The IdPathKeyFactory example class contains the convenience method get(Content), which can be used in the content bean implementation to get the path for a Content:

package com.customer.example.beans;

public class ArticleImpl extends ArticleBase implements Article {
  private IdPathKeyFactory factory;

  public void setIdPathKeyFactory(IdPathKeyFactory factory) {
    this.factory = factory;
  }

  public String getFolderPath() {
    Content parent = getContent().getParent();
    if (parent == null) {
      return "";
    }
    return factory.get(parent);
  }
}

Example 5.10. Using the fragment key in the content bean


The content bean definition for the article bean must be configured with the key factory:

<bean name="contentBeanFactory:Article"
      class="com.customer.example.beans.ArticleImpl"
      scope="prototype" parent="abstractContentBean">
  <property name="idPathKeyFactory" ref="idPathKeyFactory"/>
</bean>

Example 5.11. Configure content bean with factory


This example's content bean implementation depends directly on the PersistentCacheKeyFactory and can only be used in the CAE Feeder.
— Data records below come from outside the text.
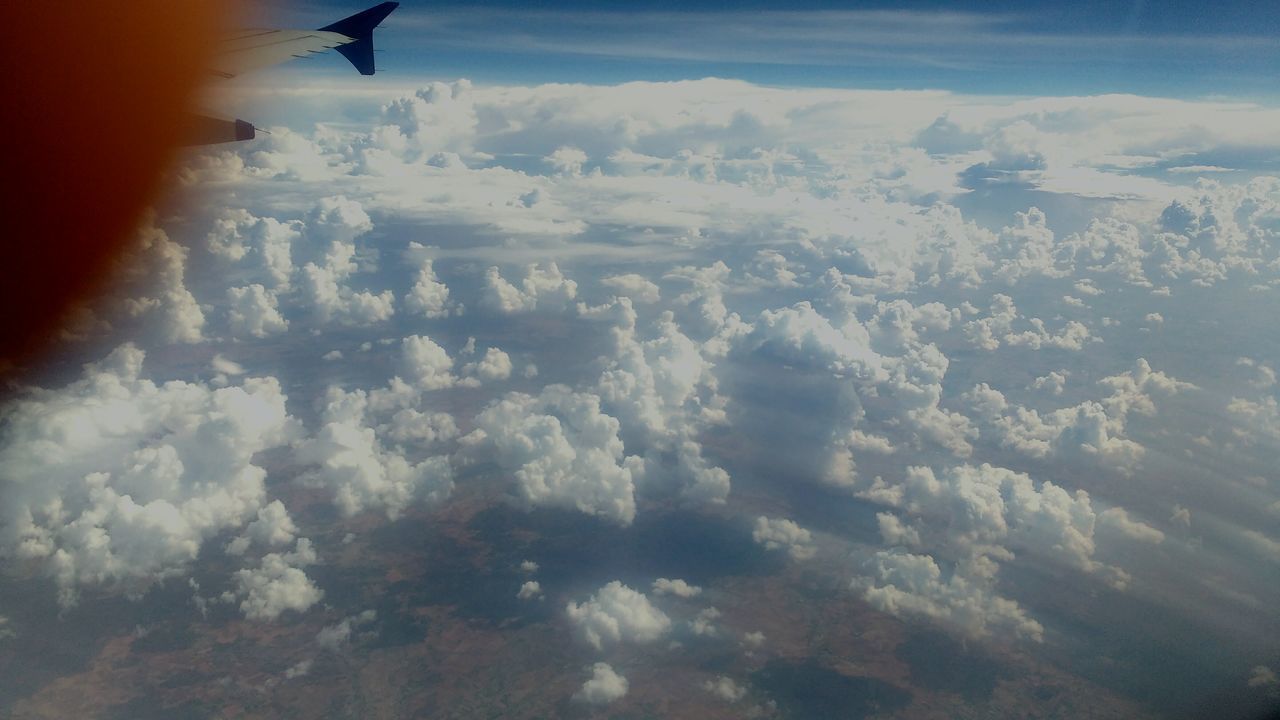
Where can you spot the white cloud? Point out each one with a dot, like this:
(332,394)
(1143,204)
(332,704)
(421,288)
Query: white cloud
(903,583)
(429,296)
(530,591)
(117,479)
(617,614)
(780,533)
(254,311)
(676,587)
(278,584)
(703,624)
(634,286)
(496,365)
(725,688)
(543,287)
(333,637)
(424,364)
(603,687)
(563,451)
(365,474)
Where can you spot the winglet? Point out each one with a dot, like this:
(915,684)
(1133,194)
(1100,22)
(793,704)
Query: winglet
(360,28)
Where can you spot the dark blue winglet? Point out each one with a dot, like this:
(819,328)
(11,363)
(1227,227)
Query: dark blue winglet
(360,27)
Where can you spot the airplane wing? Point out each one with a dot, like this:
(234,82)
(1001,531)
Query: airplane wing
(255,49)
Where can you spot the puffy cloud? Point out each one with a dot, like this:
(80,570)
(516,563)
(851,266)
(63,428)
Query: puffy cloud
(364,474)
(780,533)
(703,624)
(563,451)
(429,296)
(903,583)
(333,637)
(531,589)
(1119,520)
(273,527)
(603,687)
(117,479)
(1093,429)
(278,584)
(632,286)
(656,387)
(496,365)
(254,311)
(676,587)
(542,287)
(617,614)
(261,244)
(158,267)
(425,365)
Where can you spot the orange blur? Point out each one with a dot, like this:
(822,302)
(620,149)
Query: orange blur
(95,98)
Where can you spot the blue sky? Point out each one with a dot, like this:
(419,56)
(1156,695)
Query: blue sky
(1168,49)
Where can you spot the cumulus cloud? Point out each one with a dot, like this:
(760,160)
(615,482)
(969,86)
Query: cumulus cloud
(542,287)
(676,587)
(562,450)
(530,591)
(332,637)
(603,687)
(780,533)
(903,583)
(617,614)
(364,473)
(429,296)
(278,584)
(634,286)
(254,311)
(117,479)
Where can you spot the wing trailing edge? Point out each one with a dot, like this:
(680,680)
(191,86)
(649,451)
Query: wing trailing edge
(360,30)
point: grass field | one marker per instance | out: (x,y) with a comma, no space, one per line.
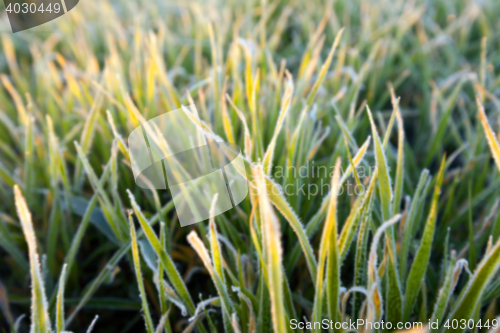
(369,129)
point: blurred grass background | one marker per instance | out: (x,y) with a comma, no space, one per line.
(94,74)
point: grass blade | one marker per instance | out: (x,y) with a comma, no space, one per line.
(138,274)
(40,321)
(419,267)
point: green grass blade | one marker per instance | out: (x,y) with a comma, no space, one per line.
(60,302)
(138,273)
(40,321)
(271,238)
(421,261)
(328,236)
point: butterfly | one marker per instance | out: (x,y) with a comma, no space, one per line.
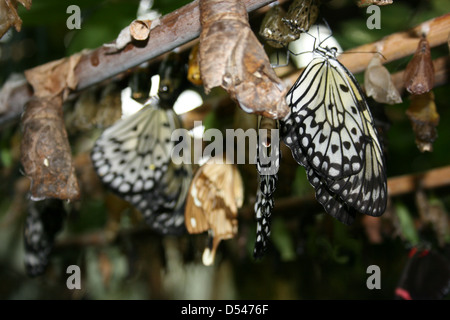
(134,157)
(43,222)
(330,131)
(267,184)
(215,195)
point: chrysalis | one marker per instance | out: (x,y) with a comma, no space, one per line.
(301,15)
(43,222)
(194,67)
(378,83)
(424,119)
(274,30)
(215,195)
(267,173)
(419,73)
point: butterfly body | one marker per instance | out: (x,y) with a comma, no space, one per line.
(331,133)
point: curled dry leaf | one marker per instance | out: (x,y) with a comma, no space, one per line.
(45,151)
(215,194)
(419,73)
(232,57)
(9,16)
(424,120)
(378,83)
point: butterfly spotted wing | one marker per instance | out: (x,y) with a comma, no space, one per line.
(331,132)
(267,184)
(215,195)
(133,158)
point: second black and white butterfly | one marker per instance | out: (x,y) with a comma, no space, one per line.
(330,131)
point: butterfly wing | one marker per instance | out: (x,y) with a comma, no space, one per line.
(330,132)
(133,158)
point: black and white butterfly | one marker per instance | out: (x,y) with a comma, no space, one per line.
(268,178)
(330,131)
(133,157)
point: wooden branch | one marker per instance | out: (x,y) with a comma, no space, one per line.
(285,207)
(395,46)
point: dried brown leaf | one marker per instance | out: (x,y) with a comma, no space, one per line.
(419,73)
(45,151)
(54,78)
(232,57)
(378,83)
(424,120)
(215,194)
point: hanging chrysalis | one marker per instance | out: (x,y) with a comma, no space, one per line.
(134,159)
(274,30)
(331,133)
(194,75)
(424,119)
(268,149)
(366,3)
(301,15)
(215,195)
(378,83)
(43,222)
(419,73)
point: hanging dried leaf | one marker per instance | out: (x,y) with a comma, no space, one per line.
(378,83)
(274,30)
(215,194)
(45,151)
(366,3)
(194,75)
(301,15)
(424,119)
(232,57)
(9,16)
(54,78)
(419,73)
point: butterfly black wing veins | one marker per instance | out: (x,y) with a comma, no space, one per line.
(331,133)
(133,158)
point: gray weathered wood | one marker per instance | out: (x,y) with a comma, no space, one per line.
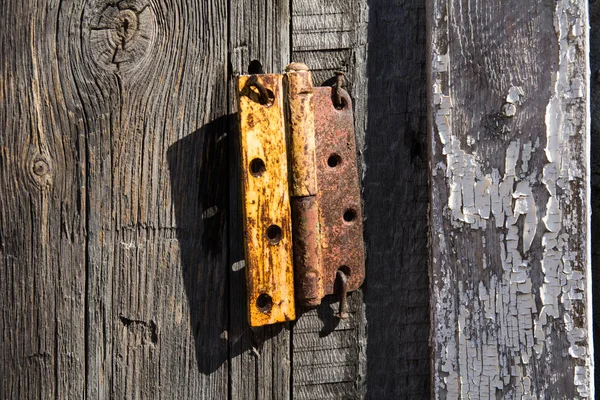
(510,199)
(595,164)
(152,76)
(114,285)
(43,155)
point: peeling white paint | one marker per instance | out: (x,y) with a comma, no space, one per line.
(501,334)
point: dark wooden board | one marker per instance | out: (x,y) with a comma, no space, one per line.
(396,203)
(595,164)
(510,202)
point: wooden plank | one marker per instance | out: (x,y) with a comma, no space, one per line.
(328,354)
(152,80)
(595,165)
(396,203)
(260,362)
(510,199)
(42,207)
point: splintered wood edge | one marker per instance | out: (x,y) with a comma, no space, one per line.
(266,203)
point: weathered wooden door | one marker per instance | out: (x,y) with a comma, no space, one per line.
(120,238)
(121,254)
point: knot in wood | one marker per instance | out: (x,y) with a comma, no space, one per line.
(121,36)
(40,167)
(40,170)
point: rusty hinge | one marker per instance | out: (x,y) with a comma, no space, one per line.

If you want to use the same implementation in the CAE web application, you should extract the logic to compute the path into a strategy interface.

Getting the Fragment Key Value from the Persistent Cache

IdPathKeyFactory#get(Content) and IdPathKey#getPath(Content) use method getCached of com.coremedia.cap.persistentcache.PersistentCache2 to retrieve a fragment value. This method uses in-memory CacheKeys to cache fragment values. Cached lookup improves performance if lots of keys access the fragment's value. It does not only avoid the repeated computation of the fragment but it also avoids database queries to check whether newly computed values have changed since the last computation.

In-memory cache keys created by the method getCached have the default cache class java.lang.Object and a default cache weight equal to one. You must configure a reasonable cache capacity for that cache class, for example:

<bean id="objectClassCacheCapacityConfigurer"
      class="com.coremedia.cache.CacheCapacityConfigurer"
      init-method="init">
  <property name="cache" ref="cache"/>
  <property name="capacities">
    <map>
      <entry key="java.lang.Object" value="10000"/>
    </map>
  </property>
</bean>

If you forget to configure the cache capacity, the value is not cached and the cache will log warnings about an unreasonable cache size. If you want to use a different cache class or weight, you can still create an in-memory CacheKey yourself which then calls PersistentCache#get(PersistentCacheKey) in its evaluate method.

Be careful to not introduce cycles when calling PersistentCache#get or PersistentCache2#getCached from another fragment key's evaluate method. Simple cycles on the same thread will result in an IllegalStateException, for example if key:1 gets key:2 which in turn gets key:1 again. But code might still hang if multiple threads are involved, for example if one thread gets key:1 which gets key:2 while another thread gets key:2 which gets key:1.